Küreselleşme kapsam olarak esas alındığında ise; sanayinin iktisadı anlamda gelişmiş

ülkelerden Üçüncü Dünya ülkelerine doğru kayması, dünya ürünlerinin ortaya çıkması

(bir arabanın üretilmesinde yirmisekiz ayrı ülke ürünü parçalarının kullanılması), finans piyasalarının çeşitli ülkelere yayılması, önemli sayıda insanın ülkeler arasında hareketi, dünya ölçeğinde sosyal hak ve demokrasi taleplerinin artması, aynı malların farklı ülkelerde tüketilmesi olarak da değerlendirilip tanımlanabilir (Gökal, 1997).

Öçal (1993:7), küreselleşme ya da yabancı terminoloji ile “globalleşmeyi” siyasal, ekonomik ve bir de sosyo-kültürel olmak üzere üç boyutu olan bir kavram olarak incelemektedir. Bu çalışmada, esas itibariyle uluslararası bankacılık düzenlemelerine en büyük etkisi olan ve ekonomik küreselleşmenin en kritik ayağını oluşturan “finansal küreselleşme” çerçevesinde değerlendirme ve incelemeler yapılacaktır.

Bu itibarla, öncelikle ekonomik anlamda küreselleşmenin tanımı yapılacak olursa, söz konusu kavram “dünya ölçeğinde ekonomiler arasında entegrasyonun özellikle ticaret ve finansal akımlar aracılığı ile artması” olarak tanımlanabilir. Ekonomik küreselleşme aynı zamanda, terim olarak işgücü, bilgi ve teknolojinin uluslararası hareketliliğini de içine almaktadır (IMF Staff, 2002:2).

Ekonomik küreselleşme, ticari, finansal ve üretimin küreselleşmesi olmak üzere üç boyutlu olarak değerlendirilerek gruplandırılabilir. Ticari küreselleşme veya küresel ticaret, diğerlerinden daha eski bir gelişmedir. Bu gelişme, 1947’de kurulan GATT

(General Agreement on Tariffs and Trade-Gümrük Tarifeleri ve Ticaret Genel Anlaşması) çerçevesinde gümrük tarifeleri ve kotaların kaldırılarak uluslararası ticaretin evrensel boyutlarda serbestleştirilmesi çalışmaları ile başlatılmıştır. Bugün GATT’ın yerine Dünya Ticaret Örgütü (WTO-World Trade Organization) geçmiş bulunmaktadır (Seyidoğlu, 2009:216-217). Belirtilen türdeki uluslararası organizasyon ve kuruluşlar ekonomik küreselleşmenin koordinasyonu ve gelişimine katkıda bulunurken, aynı zamanda birçoğu, küreselleşmenin evrilimi içerisinde doğal bir sonucu olarak gelişmektedirler (ESCAP, 2003).
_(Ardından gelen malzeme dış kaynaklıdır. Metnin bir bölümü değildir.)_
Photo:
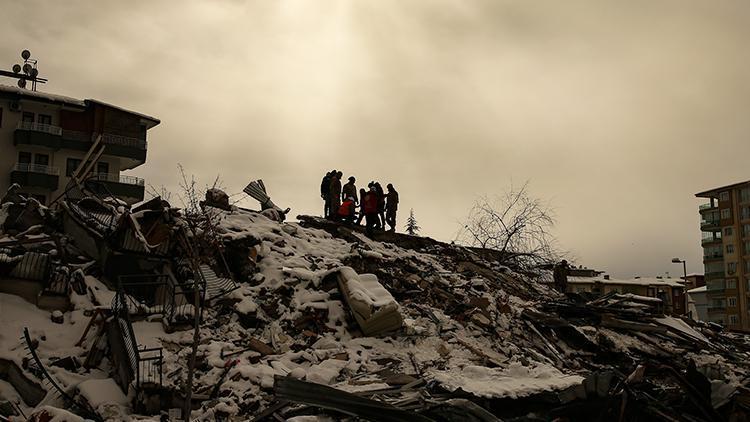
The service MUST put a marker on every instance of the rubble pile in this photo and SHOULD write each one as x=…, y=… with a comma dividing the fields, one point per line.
x=325, y=323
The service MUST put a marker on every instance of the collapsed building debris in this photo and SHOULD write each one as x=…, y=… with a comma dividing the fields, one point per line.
x=316, y=319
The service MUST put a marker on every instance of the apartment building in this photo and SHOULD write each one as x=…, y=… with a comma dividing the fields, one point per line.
x=670, y=291
x=725, y=228
x=44, y=137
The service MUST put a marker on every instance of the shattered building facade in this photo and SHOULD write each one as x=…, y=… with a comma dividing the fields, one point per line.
x=671, y=292
x=725, y=228
x=44, y=137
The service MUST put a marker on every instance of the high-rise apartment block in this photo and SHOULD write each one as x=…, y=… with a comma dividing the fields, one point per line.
x=725, y=227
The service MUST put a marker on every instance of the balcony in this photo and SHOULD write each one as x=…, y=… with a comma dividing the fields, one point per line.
x=35, y=175
x=708, y=225
x=30, y=133
x=707, y=240
x=117, y=145
x=713, y=256
x=129, y=188
x=714, y=274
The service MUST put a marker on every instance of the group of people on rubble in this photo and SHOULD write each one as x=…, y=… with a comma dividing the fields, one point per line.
x=376, y=206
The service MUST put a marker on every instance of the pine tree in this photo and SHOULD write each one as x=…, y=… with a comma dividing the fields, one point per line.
x=411, y=224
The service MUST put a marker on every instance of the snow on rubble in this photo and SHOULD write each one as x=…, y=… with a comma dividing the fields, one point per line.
x=408, y=323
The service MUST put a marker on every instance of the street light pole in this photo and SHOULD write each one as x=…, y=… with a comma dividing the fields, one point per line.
x=684, y=271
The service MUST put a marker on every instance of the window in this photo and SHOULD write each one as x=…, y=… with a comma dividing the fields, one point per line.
x=41, y=159
x=71, y=166
x=41, y=198
x=102, y=168
x=731, y=268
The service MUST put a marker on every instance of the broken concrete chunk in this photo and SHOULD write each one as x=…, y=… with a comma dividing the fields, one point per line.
x=57, y=317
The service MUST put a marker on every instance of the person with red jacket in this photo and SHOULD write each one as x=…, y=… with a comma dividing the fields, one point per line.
x=371, y=210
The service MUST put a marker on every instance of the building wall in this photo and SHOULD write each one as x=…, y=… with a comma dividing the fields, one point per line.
x=728, y=295
x=114, y=121
x=673, y=298
x=698, y=306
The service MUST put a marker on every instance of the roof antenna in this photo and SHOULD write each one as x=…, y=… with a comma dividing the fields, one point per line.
x=30, y=72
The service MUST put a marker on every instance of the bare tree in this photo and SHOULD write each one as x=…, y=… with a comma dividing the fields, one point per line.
x=515, y=224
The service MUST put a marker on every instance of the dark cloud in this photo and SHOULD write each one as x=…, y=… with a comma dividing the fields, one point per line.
x=618, y=112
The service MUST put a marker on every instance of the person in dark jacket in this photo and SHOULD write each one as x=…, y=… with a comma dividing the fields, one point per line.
x=347, y=210
x=350, y=190
x=362, y=193
x=391, y=207
x=325, y=187
x=334, y=194
x=381, y=205
x=370, y=201
x=560, y=276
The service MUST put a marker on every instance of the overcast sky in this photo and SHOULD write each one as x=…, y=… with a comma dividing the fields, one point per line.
x=616, y=112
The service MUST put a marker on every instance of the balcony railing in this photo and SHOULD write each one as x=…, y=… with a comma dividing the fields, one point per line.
x=40, y=127
x=710, y=223
x=714, y=274
x=125, y=141
x=107, y=138
x=118, y=178
x=36, y=168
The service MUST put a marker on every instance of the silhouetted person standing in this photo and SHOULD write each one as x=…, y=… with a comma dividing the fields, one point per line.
x=381, y=205
x=560, y=276
x=391, y=207
x=346, y=210
x=334, y=194
x=350, y=190
x=370, y=202
x=325, y=189
x=362, y=194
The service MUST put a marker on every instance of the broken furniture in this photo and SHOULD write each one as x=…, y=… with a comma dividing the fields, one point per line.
x=374, y=308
Ekonomik küreselleşmenin boyutlarından biri olan üretimin küreselleşmesi sınır ötesi üretimin yaygınlaşmasını ifade eder. Başka bir deyişle günümüzde dünya üretiminin çok önemli bir payı, çok uluslu işletmeler tarafından ana ülke sınırları dışında gerçekleştirilmektedir. Aslında bu anlamdaki küreselleşme çok yeni olmayıp İkinci Dünya Savaşı sonrası döneme kadar inmektedir (Seyidoğlu, 2009:217; Aydemir ve Kaya, 2007:275).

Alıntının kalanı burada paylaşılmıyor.